Più precisamente, sul piano tecnico, i sistemi di conservazione sono differenti dai sistemi cloud che offrono email e collaborazione, in quanto rispondono ad esigenze diverse degli enti pubblici; i primi possono, eventualmente, rappresentare un sottoinsieme dei sistemi cloud, con le particolari caratteristiche tecniche di cui sopra, in quanto (e soltanto perché) memorizzano i dati “sulla nuvola”. La vera diversità, però, risiede negli aspetti funzionali: i sistemi di posta elettronica e di collaborazione offerti “dalla nuvola” non si limitano ad offrire solo servizi di conservazione/memorizzazione (incluse tutte le attività propedeutiche e correlate), ma estendono il campo di operatività a funzionalità ulteriori e completamente diverse (gestione posta elettronica, scambi di messaggi, redazione di documenti ecc.); solo una minima parte di informazioni, in particolare quelle destinate a costituire il contenuto degli atti, sarà oggetto di conservazione.
Nel caso della conservazione digitale, quindi, alla PA permane il controllo sui propri dati; nel quotidiano utilizzo di altre tipologie di servizi, invece, è alquanto evidente il rischio di perderlo definitivamente.
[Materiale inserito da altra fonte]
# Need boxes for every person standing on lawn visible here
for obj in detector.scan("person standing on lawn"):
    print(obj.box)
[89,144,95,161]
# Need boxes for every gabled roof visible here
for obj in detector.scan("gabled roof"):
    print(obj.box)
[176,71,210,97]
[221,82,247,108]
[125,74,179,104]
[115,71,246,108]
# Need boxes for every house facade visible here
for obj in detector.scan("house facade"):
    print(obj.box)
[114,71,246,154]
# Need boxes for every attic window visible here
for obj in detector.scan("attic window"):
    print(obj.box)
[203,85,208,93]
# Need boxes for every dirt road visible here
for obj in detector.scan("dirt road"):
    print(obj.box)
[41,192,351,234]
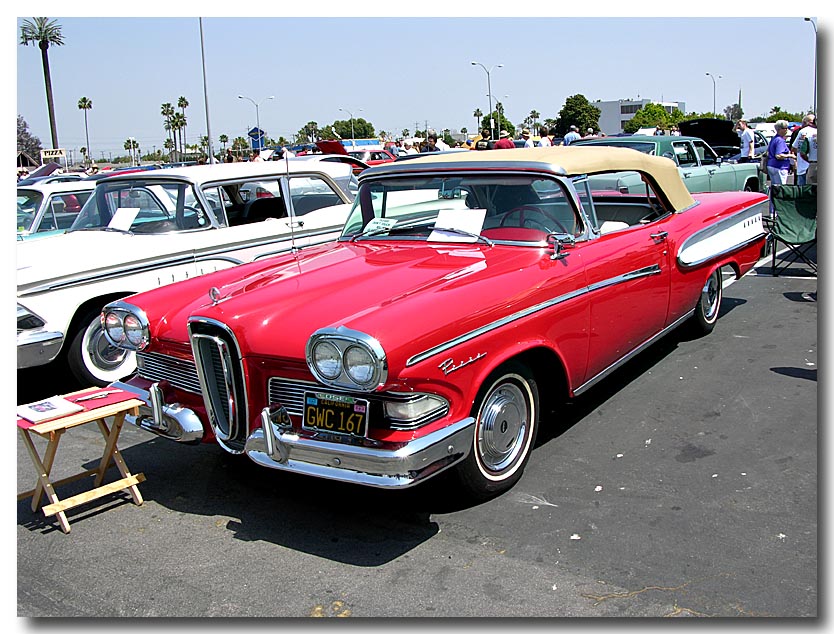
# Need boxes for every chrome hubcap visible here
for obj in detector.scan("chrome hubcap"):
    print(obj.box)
[478,383,530,472]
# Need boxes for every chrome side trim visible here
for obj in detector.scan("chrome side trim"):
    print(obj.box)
[677,201,767,268]
[405,287,590,367]
[244,410,475,489]
[573,308,695,396]
[405,264,660,367]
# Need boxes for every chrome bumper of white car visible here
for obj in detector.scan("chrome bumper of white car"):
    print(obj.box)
[17,330,64,370]
[244,410,475,489]
[110,381,203,444]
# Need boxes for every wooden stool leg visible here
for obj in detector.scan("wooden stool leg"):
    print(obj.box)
[20,429,70,533]
[93,412,144,505]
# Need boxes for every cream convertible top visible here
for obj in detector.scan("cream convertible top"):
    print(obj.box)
[360,146,695,211]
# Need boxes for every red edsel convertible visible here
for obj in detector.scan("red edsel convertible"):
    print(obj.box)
[102,147,767,498]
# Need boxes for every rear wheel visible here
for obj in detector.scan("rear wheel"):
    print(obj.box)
[691,269,724,335]
[457,362,539,499]
[67,311,136,386]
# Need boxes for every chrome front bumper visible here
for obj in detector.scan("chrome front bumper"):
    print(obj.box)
[244,410,475,489]
[110,381,203,444]
[17,330,64,370]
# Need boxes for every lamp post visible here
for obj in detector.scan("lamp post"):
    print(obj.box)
[804,18,817,115]
[237,95,275,150]
[339,108,362,149]
[707,73,721,114]
[472,62,504,137]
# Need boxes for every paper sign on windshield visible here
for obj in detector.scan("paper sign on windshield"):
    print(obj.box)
[107,207,139,231]
[429,209,486,242]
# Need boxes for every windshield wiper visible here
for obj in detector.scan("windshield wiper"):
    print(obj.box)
[434,227,495,247]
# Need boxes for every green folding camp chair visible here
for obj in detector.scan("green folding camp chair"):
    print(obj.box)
[764,185,817,277]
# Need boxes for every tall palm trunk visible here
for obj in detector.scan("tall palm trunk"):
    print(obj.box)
[38,42,59,150]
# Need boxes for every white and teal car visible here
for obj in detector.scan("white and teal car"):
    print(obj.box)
[571,134,763,194]
[16,161,354,385]
[17,179,96,240]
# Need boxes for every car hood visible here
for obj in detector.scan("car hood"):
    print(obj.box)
[678,118,741,148]
[145,242,584,367]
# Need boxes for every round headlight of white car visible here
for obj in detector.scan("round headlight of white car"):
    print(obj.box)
[104,313,125,344]
[313,341,342,380]
[345,346,377,387]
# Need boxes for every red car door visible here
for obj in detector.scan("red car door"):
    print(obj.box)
[577,218,671,380]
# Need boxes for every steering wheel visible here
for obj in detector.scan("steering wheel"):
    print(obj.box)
[176,205,206,229]
[498,205,571,233]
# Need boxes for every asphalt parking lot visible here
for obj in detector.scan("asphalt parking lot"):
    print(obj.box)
[16,253,819,617]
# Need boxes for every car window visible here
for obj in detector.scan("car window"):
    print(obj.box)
[37,192,92,233]
[289,174,342,216]
[692,140,718,165]
[343,175,584,244]
[672,141,698,167]
[71,181,211,234]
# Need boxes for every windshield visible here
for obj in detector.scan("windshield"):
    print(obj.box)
[17,189,43,233]
[70,180,211,233]
[342,174,584,245]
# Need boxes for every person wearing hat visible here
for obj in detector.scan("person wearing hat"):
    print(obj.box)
[495,130,515,150]
[563,125,582,145]
[472,128,492,150]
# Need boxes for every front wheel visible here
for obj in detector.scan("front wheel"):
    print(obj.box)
[67,311,136,386]
[457,363,539,499]
[691,269,724,335]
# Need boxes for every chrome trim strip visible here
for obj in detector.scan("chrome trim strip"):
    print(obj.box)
[244,413,475,489]
[405,264,661,368]
[18,225,342,297]
[405,287,590,368]
[573,308,695,396]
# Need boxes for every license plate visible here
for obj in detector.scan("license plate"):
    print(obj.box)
[301,392,368,437]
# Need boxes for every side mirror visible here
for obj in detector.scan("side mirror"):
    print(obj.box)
[547,233,576,260]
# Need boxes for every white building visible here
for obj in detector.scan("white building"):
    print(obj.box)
[591,99,686,135]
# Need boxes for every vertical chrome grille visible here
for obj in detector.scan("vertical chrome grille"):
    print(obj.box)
[188,320,247,452]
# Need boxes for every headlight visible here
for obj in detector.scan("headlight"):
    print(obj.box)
[307,326,388,392]
[313,341,342,380]
[101,301,151,350]
[345,346,376,387]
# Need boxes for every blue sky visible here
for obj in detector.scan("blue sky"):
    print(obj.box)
[14,8,824,159]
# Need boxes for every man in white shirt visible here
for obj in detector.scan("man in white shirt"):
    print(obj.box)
[563,125,582,145]
[791,114,817,185]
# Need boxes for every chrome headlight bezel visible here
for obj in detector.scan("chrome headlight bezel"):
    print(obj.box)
[306,326,388,392]
[101,300,151,352]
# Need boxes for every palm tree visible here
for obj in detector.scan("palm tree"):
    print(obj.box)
[20,18,64,150]
[78,97,93,165]
[171,112,186,160]
[161,102,175,154]
[177,97,191,148]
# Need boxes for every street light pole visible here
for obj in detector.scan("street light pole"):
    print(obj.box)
[707,73,721,114]
[339,108,362,149]
[804,18,817,115]
[472,62,504,137]
[237,95,275,150]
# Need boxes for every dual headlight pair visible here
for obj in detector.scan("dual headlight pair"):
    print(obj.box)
[101,302,151,350]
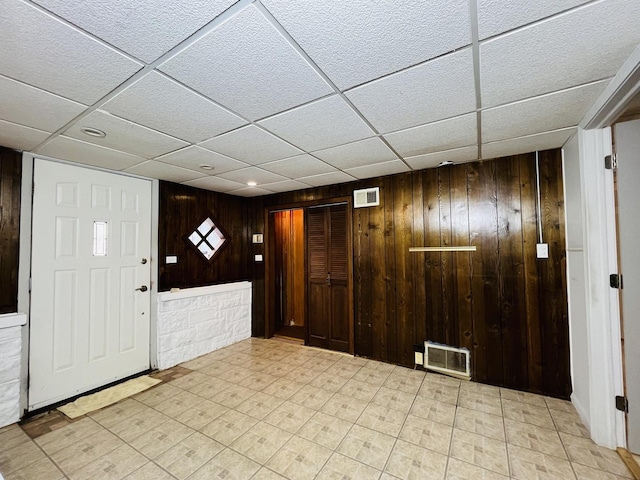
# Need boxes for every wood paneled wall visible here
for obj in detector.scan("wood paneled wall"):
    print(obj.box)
[0,147,22,313]
[251,150,571,398]
[158,182,252,295]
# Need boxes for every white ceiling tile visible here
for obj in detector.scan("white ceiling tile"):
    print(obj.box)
[0,0,142,105]
[155,145,248,175]
[404,145,478,170]
[37,136,146,170]
[34,0,234,63]
[296,172,356,187]
[346,48,476,133]
[261,180,311,192]
[227,187,273,197]
[0,76,86,132]
[218,167,288,187]
[313,137,398,170]
[260,154,335,178]
[259,95,374,152]
[345,160,409,178]
[160,6,333,120]
[482,127,577,159]
[125,160,203,183]
[199,125,303,165]
[481,80,609,143]
[0,120,49,150]
[183,177,247,193]
[101,72,246,143]
[478,0,589,40]
[480,0,640,108]
[384,113,478,157]
[65,110,188,158]
[262,0,471,89]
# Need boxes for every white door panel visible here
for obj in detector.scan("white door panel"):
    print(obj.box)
[29,160,151,410]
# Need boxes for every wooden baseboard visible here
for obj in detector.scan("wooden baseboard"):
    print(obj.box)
[616,447,640,480]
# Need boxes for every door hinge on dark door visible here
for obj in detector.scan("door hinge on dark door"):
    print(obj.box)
[616,395,629,413]
[609,273,622,289]
[604,153,618,170]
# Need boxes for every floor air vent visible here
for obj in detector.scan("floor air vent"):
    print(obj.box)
[424,342,471,380]
[353,187,380,208]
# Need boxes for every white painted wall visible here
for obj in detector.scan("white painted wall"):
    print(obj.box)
[157,282,251,370]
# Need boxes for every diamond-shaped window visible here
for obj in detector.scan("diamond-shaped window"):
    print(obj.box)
[186,217,227,261]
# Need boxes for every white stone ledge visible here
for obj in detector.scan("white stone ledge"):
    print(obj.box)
[158,282,251,302]
[0,313,27,329]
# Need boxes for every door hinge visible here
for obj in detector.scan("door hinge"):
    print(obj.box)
[616,395,629,413]
[609,273,623,290]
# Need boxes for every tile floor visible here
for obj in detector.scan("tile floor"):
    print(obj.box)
[0,339,632,480]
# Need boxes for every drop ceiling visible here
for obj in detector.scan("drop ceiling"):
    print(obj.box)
[0,0,640,196]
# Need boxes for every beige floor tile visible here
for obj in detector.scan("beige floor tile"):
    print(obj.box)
[69,445,148,480]
[0,441,46,476]
[175,399,229,430]
[321,393,367,422]
[153,391,204,417]
[337,425,396,470]
[264,401,315,433]
[398,415,453,455]
[297,412,353,450]
[156,432,224,478]
[289,385,333,410]
[410,396,456,427]
[316,453,382,480]
[505,418,567,459]
[560,433,633,478]
[451,428,509,475]
[549,410,591,438]
[502,399,555,428]
[129,419,194,460]
[385,440,447,480]
[124,462,175,480]
[230,422,292,465]
[356,403,407,437]
[266,436,331,480]
[418,382,460,405]
[189,448,260,480]
[200,410,258,446]
[338,378,381,403]
[35,418,105,455]
[508,445,581,480]
[262,377,304,400]
[458,390,502,416]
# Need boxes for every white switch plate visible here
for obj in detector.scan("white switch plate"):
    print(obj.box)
[536,243,549,258]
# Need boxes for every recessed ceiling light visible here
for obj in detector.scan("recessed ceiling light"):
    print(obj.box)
[80,127,107,138]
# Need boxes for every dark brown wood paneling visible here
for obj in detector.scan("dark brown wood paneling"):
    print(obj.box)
[0,147,22,313]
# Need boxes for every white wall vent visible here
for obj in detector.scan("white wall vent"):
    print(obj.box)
[424,341,471,380]
[353,187,380,208]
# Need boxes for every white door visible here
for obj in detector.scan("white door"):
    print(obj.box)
[29,160,151,410]
[615,120,640,453]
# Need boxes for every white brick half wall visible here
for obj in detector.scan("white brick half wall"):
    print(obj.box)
[0,314,26,427]
[158,282,251,370]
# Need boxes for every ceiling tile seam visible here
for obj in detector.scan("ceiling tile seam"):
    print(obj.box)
[469,0,482,158]
[480,0,606,44]
[481,76,613,112]
[254,0,413,170]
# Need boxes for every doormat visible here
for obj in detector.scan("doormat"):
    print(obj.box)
[58,375,162,418]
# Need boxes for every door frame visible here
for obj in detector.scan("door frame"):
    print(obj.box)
[264,196,355,355]
[18,152,160,417]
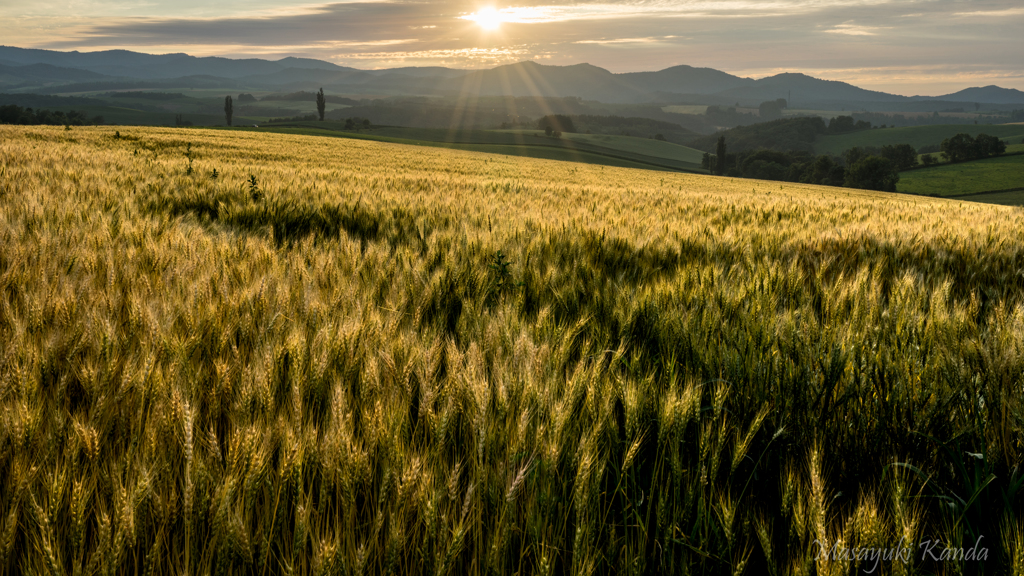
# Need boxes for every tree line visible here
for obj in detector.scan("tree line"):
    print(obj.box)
[940,133,1007,162]
[0,105,103,126]
[701,136,918,192]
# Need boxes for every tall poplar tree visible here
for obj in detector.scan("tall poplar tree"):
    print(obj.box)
[224,96,234,126]
[316,87,327,122]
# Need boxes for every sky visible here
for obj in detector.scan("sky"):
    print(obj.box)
[0,0,1024,95]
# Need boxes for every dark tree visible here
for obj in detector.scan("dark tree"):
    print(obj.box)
[845,156,899,192]
[843,147,868,166]
[224,96,234,126]
[942,133,975,162]
[758,98,786,122]
[537,114,577,133]
[715,136,725,176]
[316,87,327,122]
[974,134,1007,158]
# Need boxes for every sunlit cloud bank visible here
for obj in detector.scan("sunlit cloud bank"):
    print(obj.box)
[0,0,1024,94]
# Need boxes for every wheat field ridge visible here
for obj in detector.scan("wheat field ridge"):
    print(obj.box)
[0,126,1024,575]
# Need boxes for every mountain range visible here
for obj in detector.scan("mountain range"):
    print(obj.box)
[6,46,1024,107]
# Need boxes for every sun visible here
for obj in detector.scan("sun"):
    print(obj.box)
[469,7,502,30]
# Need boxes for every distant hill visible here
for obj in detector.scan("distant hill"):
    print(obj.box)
[6,46,1024,112]
[0,64,109,85]
[915,86,1024,104]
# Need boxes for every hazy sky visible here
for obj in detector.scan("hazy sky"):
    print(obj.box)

In ciò si spiega il differente approccio del Garante, intervenuto genericamente sul cloud computing (paventando anche ipotesi di co-titolarità, o titolarità autonome tra cliente e fornitore del servizio), mentre sulla specifica bozza di Dpcm si è limitato a confermare la bontà della scelta di nominare “responsabile” il conservatore esterno, apparentemente riduttiva, ma guidata dalle medesime considerazioni esposte. In tale ultimo caso, infatti, in capo all’ente pubblico (titolare) rimangono i poteri di determinare le finalità (conservazione), le modalità e le misure di sicurezza del sistema. Il fornitore, quale responsabile, avrà chiare responsabilità legate all’oggetto del processo di cui si farà carico. Non si dimentichi, tra l’altro, che mentre nel cloud computing i dati vengono costantemente trasferiti anche nelle più remote (e talvolta segrete) località del mondo, nella conservazione digitale una simile situazione non potrebbe riproporsi, come si desume dall’attenta lettura del citato provvedimento presidenziale; così come il fatto che il cloud, in generale, non è originariamente strutturato per assolvere le esigenze degli enti pubblici. Pertanto, qualora i due servizi fossero davvero sovrapponibili risulta difficile giustificare il ricorso ad un servizio di email e collaborazione offerto secondo il paradigma cloud computing; diversamente, anche qualora il servizio di conservazione digitale potesse essere svolto con modalità di cloud computing, dovrà tenersi presente la strutturale e congenita diversità tra le due attività.